An ancient monument very well known by the Poitevins, La Pierre Levée situated at 1 rue du Dolmen is very anchored in the local culture.
An ancient monument very well known by the Poitevins, La Pierre Levée situated at 1 rue du Dolmen is very anchored in the local culture.
In a small square in the Dunes district of Poitiers, stands a dolmen dating from the Neolithic period.
It was located not far from the Roman road Lemonum (Poitiers) – Avaricum (Bourges) – Lugdunum (Lyon).
6 m long and 3 m wide, the inclined stone rests on 9 pillars.

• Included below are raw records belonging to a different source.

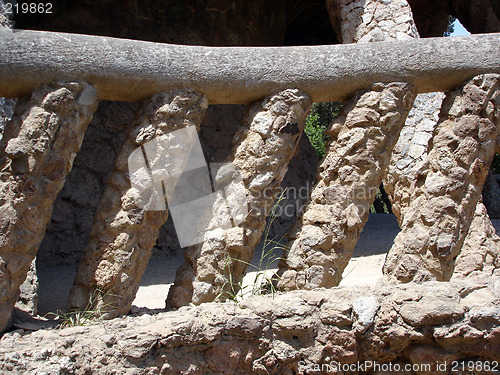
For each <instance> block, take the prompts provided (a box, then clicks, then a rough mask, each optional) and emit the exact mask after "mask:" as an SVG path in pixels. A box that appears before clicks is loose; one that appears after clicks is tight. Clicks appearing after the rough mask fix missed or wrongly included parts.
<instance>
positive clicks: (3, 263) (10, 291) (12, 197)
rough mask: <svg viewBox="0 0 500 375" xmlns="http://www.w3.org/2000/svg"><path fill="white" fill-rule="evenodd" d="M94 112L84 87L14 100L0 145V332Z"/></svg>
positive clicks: (9, 316)
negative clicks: (11, 117)
mask: <svg viewBox="0 0 500 375" xmlns="http://www.w3.org/2000/svg"><path fill="white" fill-rule="evenodd" d="M96 108H97V97H96V92H95V90H94V88H93V87H92V86H90V85H87V84H85V83H67V84H58V85H54V86H53V87H42V88H40V89H38V90H35V91H34V92H33V93H32V95H31V97H27V98H21V99H19V100H18V102H17V106H16V109H15V113H14V117H13V118H12V119H11V121H10V122H9V123H8V124H7V127H6V128H5V131H4V136H3V139H2V141H1V142H0V204H1V208H0V332H1V331H3V330H4V329H5V328H6V326H7V324H8V322H9V319H10V316H11V312H12V308H13V307H14V304H15V302H16V299H17V296H18V295H19V286H20V285H21V283H22V282H23V281H24V280H25V279H26V275H27V273H28V271H29V269H30V266H31V263H32V261H33V259H34V258H35V256H36V252H37V250H38V247H39V245H40V242H41V241H42V238H43V235H44V233H45V229H46V226H47V223H48V221H49V220H50V216H51V213H52V203H53V202H54V200H55V198H56V196H57V193H58V192H59V190H60V189H61V188H62V187H63V184H64V180H65V178H66V175H67V174H68V173H69V171H70V170H71V167H72V164H73V159H74V157H75V155H76V153H77V152H78V150H79V148H80V145H81V142H82V140H83V136H84V134H85V130H86V129H87V125H88V123H89V122H90V120H91V118H92V114H93V113H94V111H95V109H96Z"/></svg>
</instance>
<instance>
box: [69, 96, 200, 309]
mask: <svg viewBox="0 0 500 375" xmlns="http://www.w3.org/2000/svg"><path fill="white" fill-rule="evenodd" d="M207 107H208V101H207V100H206V98H204V97H203V95H201V94H198V93H193V92H172V93H160V94H157V95H155V96H153V97H152V98H151V99H150V100H148V101H146V103H145V104H144V106H143V108H141V110H140V111H139V113H138V115H137V126H135V127H134V128H133V129H131V130H130V132H129V134H128V138H127V140H126V141H125V144H124V145H123V147H122V149H121V151H120V154H119V155H118V157H117V159H116V161H115V166H114V171H113V173H112V174H111V176H110V178H109V182H108V184H107V186H106V190H105V191H104V193H103V196H102V198H101V202H100V205H99V208H98V211H97V213H96V220H95V223H94V227H93V229H92V232H91V234H90V238H89V242H88V244H87V247H86V248H85V252H84V254H83V257H82V259H81V261H80V263H79V267H78V271H77V276H76V278H75V283H74V286H73V288H72V290H71V292H70V296H69V301H68V307H69V308H70V309H72V310H73V309H77V310H86V309H88V308H93V309H96V310H98V311H101V312H102V313H103V314H104V315H105V316H106V317H114V316H118V315H119V314H124V313H127V312H128V311H129V309H130V306H131V304H132V301H133V299H134V296H135V293H136V291H137V288H138V287H139V283H140V280H141V277H142V274H143V273H144V270H145V269H146V266H147V263H148V260H149V257H150V255H151V250H152V249H153V246H154V245H155V242H156V238H157V237H158V232H159V230H160V227H161V226H162V225H163V224H164V223H165V221H166V220H167V216H168V211H167V210H166V209H163V210H162V209H161V208H158V207H156V206H155V205H154V203H152V205H151V206H150V205H149V203H148V204H146V205H143V206H139V205H138V203H137V201H136V197H137V191H136V188H135V187H133V186H131V183H130V177H129V162H128V158H129V156H130V155H131V153H132V152H133V151H135V150H136V149H137V148H138V147H143V146H144V145H145V144H146V143H147V142H148V141H151V140H153V139H155V138H156V137H160V136H165V137H167V136H168V134H169V133H170V132H172V131H175V130H179V129H183V128H187V127H188V126H194V127H196V129H197V130H199V127H200V124H201V121H202V119H203V116H204V114H205V111H206V109H207ZM196 134H197V132H195V133H194V138H190V139H186V143H185V144H183V145H182V147H176V148H171V149H169V150H168V154H166V155H167V156H168V159H166V160H164V161H165V162H167V161H172V164H164V165H163V164H162V165H161V166H160V165H159V164H158V166H157V167H158V168H159V169H155V170H154V171H153V172H154V173H155V174H157V175H159V176H163V177H164V183H165V185H164V189H166V190H165V191H164V193H165V194H167V195H169V194H171V192H172V191H173V189H175V183H176V181H177V180H175V179H174V180H172V185H170V184H169V183H167V180H168V178H167V177H168V176H170V175H171V174H172V173H174V172H175V171H174V169H176V168H178V169H179V170H180V171H182V170H183V169H184V167H185V165H186V163H187V155H188V154H189V153H187V155H185V154H183V150H184V149H185V148H188V149H190V148H191V146H192V144H193V143H194V141H195V138H196ZM144 152H146V151H144ZM183 155H185V156H186V157H184V156H183ZM149 156H150V155H149V154H148V157H149ZM167 156H165V155H163V154H157V155H155V157H157V158H159V159H151V160H149V164H148V165H150V166H151V168H153V164H151V163H153V162H156V160H160V159H161V158H166V157H167ZM176 156H178V157H176ZM177 164H179V165H177ZM174 167H175V168H174ZM162 173H163V174H164V175H163V174H162ZM151 198H154V197H153V196H151ZM164 204H165V203H164V202H163V205H164ZM89 304H91V305H92V306H89Z"/></svg>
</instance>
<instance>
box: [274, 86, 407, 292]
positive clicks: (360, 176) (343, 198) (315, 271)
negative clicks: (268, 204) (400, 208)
mask: <svg viewBox="0 0 500 375" xmlns="http://www.w3.org/2000/svg"><path fill="white" fill-rule="evenodd" d="M414 99H415V92H414V89H413V87H412V86H411V85H409V84H407V83H388V84H382V83H378V84H374V85H373V86H372V87H371V88H370V90H368V91H365V92H362V93H359V94H357V95H356V96H355V97H354V98H352V99H350V100H348V101H347V103H348V104H347V105H345V106H344V108H343V110H342V113H341V114H340V115H339V117H338V118H337V119H336V120H335V121H334V123H332V124H331V126H330V129H329V133H330V136H331V141H330V143H329V144H328V146H327V155H326V157H325V158H324V159H323V161H322V162H321V164H320V166H319V169H318V175H317V177H316V183H315V186H314V188H313V191H312V194H311V199H310V202H309V204H308V205H307V207H306V209H305V212H304V214H303V216H302V218H301V220H300V221H299V222H298V223H297V224H296V226H295V228H293V229H292V231H291V232H290V233H289V238H291V239H292V242H291V246H290V250H289V253H288V257H287V259H286V262H282V263H281V264H280V271H279V274H280V275H281V279H280V281H279V283H278V287H279V288H280V289H284V290H291V289H312V288H316V287H332V286H335V285H337V284H338V283H339V282H340V280H341V277H342V272H343V270H344V268H345V267H346V266H347V263H348V262H349V260H350V258H351V256H352V252H353V250H354V246H355V245H356V242H357V241H358V239H359V236H360V234H361V230H362V229H363V226H364V224H365V223H366V221H367V220H368V213H369V210H370V205H371V204H372V203H373V200H374V199H375V195H376V194H377V191H378V187H379V185H380V182H381V181H382V177H383V175H384V172H385V170H386V168H387V165H388V163H389V159H390V156H391V150H392V148H393V147H394V145H395V143H396V141H397V139H398V136H399V132H400V130H401V128H402V126H403V124H404V122H405V119H406V116H407V115H408V112H409V110H410V109H411V106H412V104H413V101H414Z"/></svg>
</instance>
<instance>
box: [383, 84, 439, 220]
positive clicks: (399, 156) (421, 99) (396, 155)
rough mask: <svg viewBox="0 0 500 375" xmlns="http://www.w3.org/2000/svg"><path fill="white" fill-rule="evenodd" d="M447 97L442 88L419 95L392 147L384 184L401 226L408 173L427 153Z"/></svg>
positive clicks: (406, 201)
mask: <svg viewBox="0 0 500 375" xmlns="http://www.w3.org/2000/svg"><path fill="white" fill-rule="evenodd" d="M444 97H445V94H444V93H441V92H435V93H428V94H419V95H417V98H416V99H415V102H414V104H413V108H412V109H411V111H410V113H409V114H408V118H407V119H406V122H405V126H404V127H403V129H402V130H401V133H400V135H399V139H398V142H397V143H396V146H394V150H393V151H392V155H391V161H390V163H389V167H388V168H387V173H386V176H385V178H384V188H385V191H386V192H387V194H389V196H390V198H391V203H392V212H393V213H394V214H395V215H396V218H397V219H398V222H399V225H400V226H401V224H402V219H403V217H404V213H405V209H406V208H407V207H408V205H409V200H410V195H411V190H412V186H411V183H410V181H409V176H410V175H411V174H412V172H413V171H414V170H415V169H418V167H419V165H420V164H421V163H422V162H423V161H424V160H425V158H426V157H427V153H428V146H429V142H430V141H431V139H432V137H433V135H434V130H435V128H436V125H437V123H438V121H439V112H440V110H441V105H442V103H443V99H444Z"/></svg>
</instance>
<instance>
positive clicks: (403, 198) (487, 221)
mask: <svg viewBox="0 0 500 375" xmlns="http://www.w3.org/2000/svg"><path fill="white" fill-rule="evenodd" d="M444 97H445V94H444V93H428V94H419V95H417V98H416V99H415V103H414V106H413V108H412V110H411V111H410V114H409V115H408V119H407V120H406V124H405V126H404V127H403V130H401V134H400V136H399V140H398V142H397V144H396V146H395V147H394V150H393V152H392V156H391V161H390V163H389V168H388V169H387V174H386V177H385V179H384V187H385V190H386V191H387V193H388V194H389V195H390V197H391V202H392V204H393V207H392V211H393V213H394V214H395V215H396V217H397V219H398V222H399V224H400V226H401V225H402V223H403V221H404V219H403V218H404V216H405V214H406V213H407V211H408V206H409V204H410V199H411V195H412V194H413V191H414V189H415V185H413V184H412V183H411V178H410V176H412V174H414V173H415V171H416V172H417V173H421V171H420V172H418V171H419V168H420V166H421V165H422V163H424V161H425V159H426V158H427V155H428V151H429V149H428V148H429V144H430V143H431V142H430V141H431V139H432V137H433V136H434V132H435V128H436V126H437V123H438V121H439V113H440V110H441V105H442V103H443V99H444ZM499 255H500V237H498V236H497V234H496V233H495V228H494V227H493V224H492V223H491V220H490V218H489V216H488V212H487V211H486V207H485V206H484V204H483V203H482V201H481V199H480V200H479V202H478V204H477V206H476V209H475V212H474V219H473V220H472V223H471V226H470V228H469V232H468V233H467V236H466V238H465V240H464V244H463V246H462V249H461V252H460V255H459V257H458V258H457V261H456V266H455V271H454V274H453V278H463V277H476V276H481V275H486V276H487V275H491V274H492V273H493V272H494V270H495V269H497V268H499V267H500V257H499Z"/></svg>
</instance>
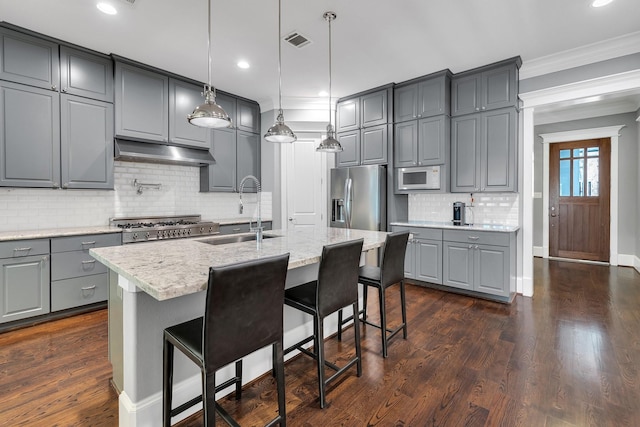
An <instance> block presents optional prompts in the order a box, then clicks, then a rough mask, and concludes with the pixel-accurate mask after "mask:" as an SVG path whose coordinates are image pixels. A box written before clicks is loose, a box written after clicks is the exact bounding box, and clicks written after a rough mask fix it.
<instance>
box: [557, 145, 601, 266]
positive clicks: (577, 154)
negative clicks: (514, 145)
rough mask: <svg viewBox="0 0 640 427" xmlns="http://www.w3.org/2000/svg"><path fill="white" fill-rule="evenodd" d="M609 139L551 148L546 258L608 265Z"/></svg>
mask: <svg viewBox="0 0 640 427" xmlns="http://www.w3.org/2000/svg"><path fill="white" fill-rule="evenodd" d="M610 158H611V141H610V139H609V138H603V139H591V140H586V141H574V142H563V143H558V144H551V147H550V154H549V159H550V162H549V187H550V188H549V254H550V255H551V256H554V257H562V258H574V259H584V260H591V261H605V262H608V261H609V228H610V223H609V192H610V165H611V161H610Z"/></svg>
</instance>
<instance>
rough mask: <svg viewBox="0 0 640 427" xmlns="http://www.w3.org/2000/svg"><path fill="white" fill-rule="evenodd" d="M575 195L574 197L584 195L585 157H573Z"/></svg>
mask: <svg viewBox="0 0 640 427" xmlns="http://www.w3.org/2000/svg"><path fill="white" fill-rule="evenodd" d="M574 151H575V150H574ZM573 196H574V197H576V196H578V197H579V196H584V160H583V159H573Z"/></svg>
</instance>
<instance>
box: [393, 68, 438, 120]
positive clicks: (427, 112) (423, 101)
mask: <svg viewBox="0 0 640 427" xmlns="http://www.w3.org/2000/svg"><path fill="white" fill-rule="evenodd" d="M450 86H451V73H450V72H449V71H448V70H445V71H441V72H438V73H436V74H431V75H429V76H427V77H424V78H421V79H420V80H419V81H417V82H415V83H411V84H407V85H401V86H399V87H397V88H396V89H395V91H394V113H395V115H394V121H395V122H396V123H399V122H404V121H407V120H414V119H420V118H424V117H432V116H437V115H442V114H444V115H449V113H450V103H451V96H450V93H451V91H450Z"/></svg>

On its upper side, there is a sculpture in the shape of two axes.
Rabelais refers to it in the chapter of the Facts of the noble Pantagruel in his youth and Saint Radegonde would have carried the enormous block of stone on her head to make a table of it but the devil would have stolen one of the pillars from where its inclination.
Finally, the Pierre levée is a place of initiation of the Bitards, a student brotherhood of the University of Poitiers.
Parodying everyone from classic authors to his own contemporaries, the dazzling and exuberant stories of Rabelais expose human follies with mischievous and often obscene humor. Gargantua depicts a young giant who becomes a cultured Christian knight. Pantagruel portrays Gargantua’s bookish son who becomes a Renaissance Socrates, divinely guided by wisdom and by his idiotic, self-loving companion, Panurge.